Saturday, August 11, 2007

Even though this is my blog, I'm sorry to be writing about this so much. I do talk about other things and I think I am (slowly) getting on with my life... I guess I need to vent as well.

Yesterday was Luc's birthday. It's been three days since he's been home. I know he's been out with his girl and their friends, celebrating. I know the other woman that he flew out here goes home today, disappointed. The audacity of this man to have three women in the same city within kilometres of each other! I know he's been using our son as the reason why he's not always with one or the other. It makes me so angry as Wolf hasn't seen his Dad in days. He woke up today asking for his Dad and started crying when he couldn't find him.

The realisation that he's a perpetual cheat and liar has eased my ego but has made me question how I could've spent the last seven years with this man. He's been my best friend. We're shared the same bed, have seen each other every day - we've had a child. Why didn't it click earlier?
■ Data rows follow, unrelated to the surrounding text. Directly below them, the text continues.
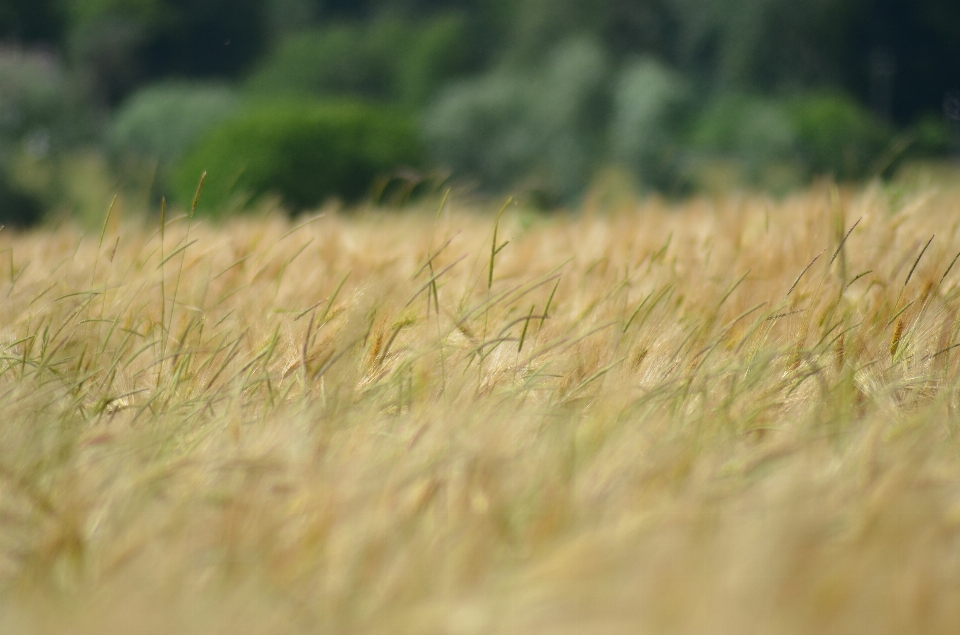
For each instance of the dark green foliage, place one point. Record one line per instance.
(17, 208)
(543, 130)
(303, 152)
(388, 60)
(651, 106)
(836, 136)
(162, 122)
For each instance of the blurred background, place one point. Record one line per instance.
(303, 100)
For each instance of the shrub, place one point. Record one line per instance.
(650, 107)
(17, 207)
(514, 126)
(35, 101)
(161, 122)
(386, 60)
(836, 136)
(303, 152)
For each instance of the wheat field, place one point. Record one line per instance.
(728, 415)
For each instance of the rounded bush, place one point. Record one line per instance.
(836, 136)
(302, 152)
(161, 122)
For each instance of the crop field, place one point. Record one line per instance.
(728, 415)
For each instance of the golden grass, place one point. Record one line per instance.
(333, 427)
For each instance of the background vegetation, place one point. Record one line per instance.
(531, 95)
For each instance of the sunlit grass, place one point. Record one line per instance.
(736, 415)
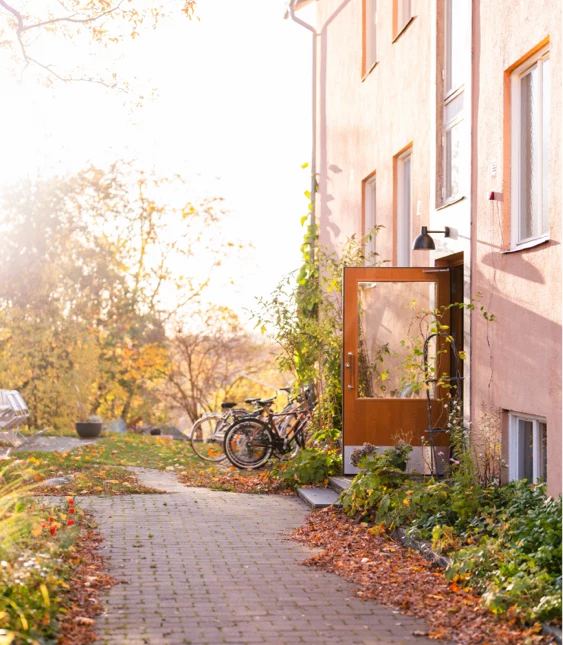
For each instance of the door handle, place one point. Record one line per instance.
(350, 366)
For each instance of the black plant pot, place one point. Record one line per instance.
(88, 430)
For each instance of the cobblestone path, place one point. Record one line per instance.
(208, 567)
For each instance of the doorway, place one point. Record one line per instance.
(381, 405)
Was he always like this or has he just recently hit some kind of character low?

I've always thought there was some goodness to Luc but I wonder whether that was his way of hypnotising me into a false sense of security - or whether it was a way of creating one for himself.
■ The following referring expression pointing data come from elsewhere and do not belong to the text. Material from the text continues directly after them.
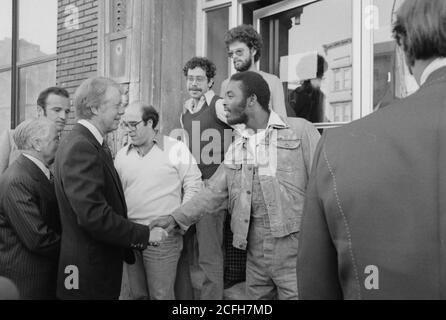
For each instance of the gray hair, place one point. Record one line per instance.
(31, 129)
(91, 94)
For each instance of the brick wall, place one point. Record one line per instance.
(77, 40)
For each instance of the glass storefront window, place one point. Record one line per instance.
(391, 78)
(217, 24)
(313, 61)
(5, 101)
(33, 80)
(5, 33)
(37, 39)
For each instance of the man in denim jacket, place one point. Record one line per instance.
(264, 177)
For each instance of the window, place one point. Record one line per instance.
(362, 69)
(28, 47)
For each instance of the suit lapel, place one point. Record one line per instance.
(34, 172)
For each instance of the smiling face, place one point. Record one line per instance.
(197, 83)
(57, 110)
(241, 55)
(235, 104)
(110, 111)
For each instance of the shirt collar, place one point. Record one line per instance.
(431, 68)
(189, 104)
(274, 122)
(158, 140)
(39, 164)
(94, 131)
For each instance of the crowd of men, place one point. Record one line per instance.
(354, 214)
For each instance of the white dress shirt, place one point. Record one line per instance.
(39, 164)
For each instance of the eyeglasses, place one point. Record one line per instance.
(197, 79)
(131, 125)
(238, 53)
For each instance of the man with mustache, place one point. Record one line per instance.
(54, 104)
(204, 112)
(262, 181)
(244, 46)
(97, 236)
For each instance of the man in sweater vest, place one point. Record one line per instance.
(208, 135)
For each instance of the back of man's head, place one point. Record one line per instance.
(91, 94)
(30, 130)
(420, 29)
(253, 83)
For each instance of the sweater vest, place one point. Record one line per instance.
(209, 137)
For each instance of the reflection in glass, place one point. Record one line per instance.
(37, 29)
(310, 49)
(33, 80)
(5, 101)
(217, 23)
(5, 32)
(391, 77)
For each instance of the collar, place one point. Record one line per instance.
(94, 131)
(158, 140)
(274, 122)
(39, 164)
(431, 68)
(207, 97)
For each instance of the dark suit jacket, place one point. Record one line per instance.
(29, 230)
(377, 198)
(96, 236)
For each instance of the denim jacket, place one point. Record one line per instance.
(288, 149)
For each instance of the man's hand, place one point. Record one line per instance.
(157, 235)
(168, 223)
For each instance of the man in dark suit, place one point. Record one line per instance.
(29, 217)
(374, 223)
(97, 237)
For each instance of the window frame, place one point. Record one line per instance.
(361, 78)
(15, 66)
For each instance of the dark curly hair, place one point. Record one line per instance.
(247, 34)
(420, 29)
(203, 63)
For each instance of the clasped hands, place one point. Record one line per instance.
(160, 229)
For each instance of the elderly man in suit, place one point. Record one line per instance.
(374, 223)
(29, 217)
(97, 235)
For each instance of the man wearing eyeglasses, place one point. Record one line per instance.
(53, 103)
(244, 46)
(209, 136)
(154, 171)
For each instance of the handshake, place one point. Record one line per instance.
(159, 230)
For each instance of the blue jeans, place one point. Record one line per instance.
(200, 271)
(153, 274)
(271, 263)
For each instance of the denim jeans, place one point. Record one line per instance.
(271, 263)
(153, 274)
(201, 276)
I think my heart and home have been a safe-haven for him over the years. I've always trusted him. I've chosen him above others. I've put him before myself. I've truly loved him and have taken care of him.

There have been so many times when I've wanted to tell him that I know. I've wanted to kick him out, I've wanted to tell him to stay the fuck away from me. I've wanted to contact all of these women and tell them about each other and his real character. I've wanted to tell his mother. I've wanted to tell him how much he's crushed my insides and wasted my time but I've given him enough.

I'm staying for now as I need to establish a strong financial base and get my plans in order for me and Wolf before moving out. It would be stupid of me to go now as I wouldn't be able to support Hugo or myself. Although I'm getting legal agreements drawn up, I know that I cannot count on Luc once we're gone and never want to be financially dependent on a man again.
posted by kazumi at 5:15 pm

3 Comments:

The last 10 words say it all. I know you can do it.

And the lowest of the numerous low things Luc has done is using his own son as an excuse for his multi-timing lifestyle. Sheesh.
Blogger junebee, at 2:47 am  
There really is no need to apologize for writing about this a few times. I mean, why do we read each other's blogs? This is what is going on in your life right now and I think everyone who reads is probably happy to be able to support (sort of?) you in this.

I think your plan to stay for now makes sense, but I can imagine it's difficult. And I agree with Junebee, using Hugo as an excuse is disgusting, but I think Luc is proving, without doubt, that disgusting is something he does well.
Anonymous Anonymous, at 10:30 am  
Junebee: Thanks for the encouragement. I think I'm certainly on my way!

Bente: Thanks :) It certainly is difficult to live in this situation, but I think I have to just get through it. I can't wait to move!

And I agree with you both, Luc using Hugo as an excuse for his lifestyle is a truly pathetic thing to do.